EBNF-derived Type 2 grammar covering an infinite set of propositional formulas:

formula         = "(" formula ")" | compound | atomic;
compound        = nonequivalence | nonimplication
                | nonconjunction | nondisjunction | double negation
                | equivalence | implication | conjunction | disjunction;
nonequivalence  = NOT "(" equivalence ")";
nonimplication  = NOT "(" implication ")";
nonconjunction  = NOT "(" conjunction ")";
nondisjunction  = NOT "(" disjunction ")";
double negation = NOT NOT formula;
equivalence     = formula EQUIV formula;
implication     = formula IMPLIES formula;
conjunction     = formula AND formula;
disjunction     = formula OR formula;
EQUIV           = "↔";
IMPLIES         = "→";
AND             = "∧";
OR              = "∨";
NOT             = "¬";
atomic          = propositional | NOT propositional;
propositional   = LETTER { LETTER } { NUMBER };
LETTER          = ? the regular expression [[:alpha:]] ?; (* unicode? *)
NUMBER          = "0"|"1"|"2"|"3"|"4"|"5"|"6"|"7"|"8"|"9";

The first 18 lines are identical with previous grammar (and this very limited change makes me wonder if perhaps I have misunderstood one of the questions).

Question 3B-3

Prolog program implementing the decision procedure in Question 3 of Mini-project 2, for propositional formulas built using the connectives \(\lnot\) and \(\land\):

% -*- Mode: Prolog -*-
% SPDX-FileCopyrightText: 2026  Jonas Smedegaard <dr@jones.dk
% SPDX-License-Identifier: GPL-3.0-or-later
%
% Tableau-rules expansion of a propositional formula.
%
%% Usage, with REPL or non-interactively:
%% swipl -q formulator.prolog
%% swipl -g 'QUERY.' -t halt. formulator.prolog
%% gprolog --consult-file formulator.prolog
%% gprolog --query-goal "consult('formulator.prolog'), QUERY, halt"
%%
%% QUERY examples with expected response (indented):
%% complete([not(not(q))])
%%   Complete tableau: [[q]]
%% complete([not(and(p,and(not(not(q)),q)))])
%%   Complete tableau: [[not(p),not(q),not(q)]]

% log messages to console
info(String) :- format('~w~n', [String]).
info(String, Term) :- format('~w: ~w~n', [String, Term]).
warn(String) :- format('Warning: ~w~n', [String]).
warn(String, Term) :- format('Warning: ~w: ~w~n', [String, Term]).

%% first_item(Item, List)
%
% Item is the first item of List if List is non-empty
first_item([Item|_], Item).

%% distribute(Formula, TableauIn, TableauOut)
%
% TableauOut is TableauIn with Formula prepended to each branch
distribute(_, [], []).
distribute(Formula, [Rest|TableauIn], [[Formula|Rest]|TableauOut]) :-
    distribute(Formula, TableauIn, TableauOut).

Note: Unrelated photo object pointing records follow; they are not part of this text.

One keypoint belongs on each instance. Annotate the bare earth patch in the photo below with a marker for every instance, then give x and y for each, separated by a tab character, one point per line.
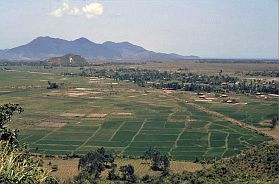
51	124
52	94
123	113
95	97
97	115
69	114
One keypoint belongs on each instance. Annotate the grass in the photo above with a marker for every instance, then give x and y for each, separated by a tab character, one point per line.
175	128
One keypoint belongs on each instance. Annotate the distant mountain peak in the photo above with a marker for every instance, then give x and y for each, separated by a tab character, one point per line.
44	47
82	40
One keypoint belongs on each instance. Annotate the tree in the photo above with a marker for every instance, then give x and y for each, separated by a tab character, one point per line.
95	162
6	113
128	173
111	174
274	122
52	85
166	165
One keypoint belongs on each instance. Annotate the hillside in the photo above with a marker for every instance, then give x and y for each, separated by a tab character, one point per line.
67	60
47	47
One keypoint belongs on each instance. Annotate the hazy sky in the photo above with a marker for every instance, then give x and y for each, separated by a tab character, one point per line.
207	28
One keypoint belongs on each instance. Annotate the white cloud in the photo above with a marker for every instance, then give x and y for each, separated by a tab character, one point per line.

%% well_formed_formula(Formula)
%
% True when Formula is a valid propositional formula
well_formed_formula(Formula) :-
    atom(Formula).
well_formed_formula(Formula) :-
    compound_formula(Formula).

%% well_formed(FormulaBranch)
%
% True when FormulaBranch is a list of well-formed formulas
well_formed([]).
well_formed([Formula|Rest]) :-
    well_formed_formula(Formula),
    well_formed(Rest).

%% compound_formula(Formula)
%
% True when Formula is a compound propositional formula
compound_formula(not(Formula)) :-
    well_formed_formula(Formula).
compound_formula(and(Formula1, Formula2)) :-
    well_formed_formula(Formula1),
    well_formed_formula(Formula2).

%% expand_branch(Formula, Branch, BranchExpanded)
%
% BranchExpanded is Branch with Formula expanded and prepended
expand_branch(Formula, Branch, BranchExpanded) :-
    expand([Branch], Branches),           % reuses expand/2 for branches
    distribute(Formula, Branches, BranchExpanded).

%% has_expansion_rule(Formula)
%
% True when Formula is handled by a specific expansion rule
has_expansion_rule(not(not(_))).
has_expansion_rule(and(_,_)).
has_expansion_rule(not(and(_,_))).

%% expand(TableauIn, TableauOut)
%
% TableauOut is TableauIn with branches expanded
expand([], []).
expand([[]|TableauIn], [[]|TableauOut]) :-
    expand(TableauIn, TableauOut).

% TableauOut is TableauIn with first formula of first branch expanded
expand([[Formula|Branch]|Rest], TableauOut) :-
    \+ has_expansion_rule(Formula), % omit separately handled expansions
    expand_branch(Formula, Branch, Expanded),
    expand(Rest, ExpandedRest),
    append(Expanded, ExpandedRest, TableauOut).

% Expansion by double negation
expand([[not(not(Formula))|Branch]|Rest], TableauOut) :-
    expand([[Formula|Branch]|Rest], TableauOut).

% Expansion by conjunction
expand([[and(Formula1, Formula2)|Branch]|Rest], Tableau) :-
    expand([[Formula1, Formula2|Branch]|Rest], Tableau).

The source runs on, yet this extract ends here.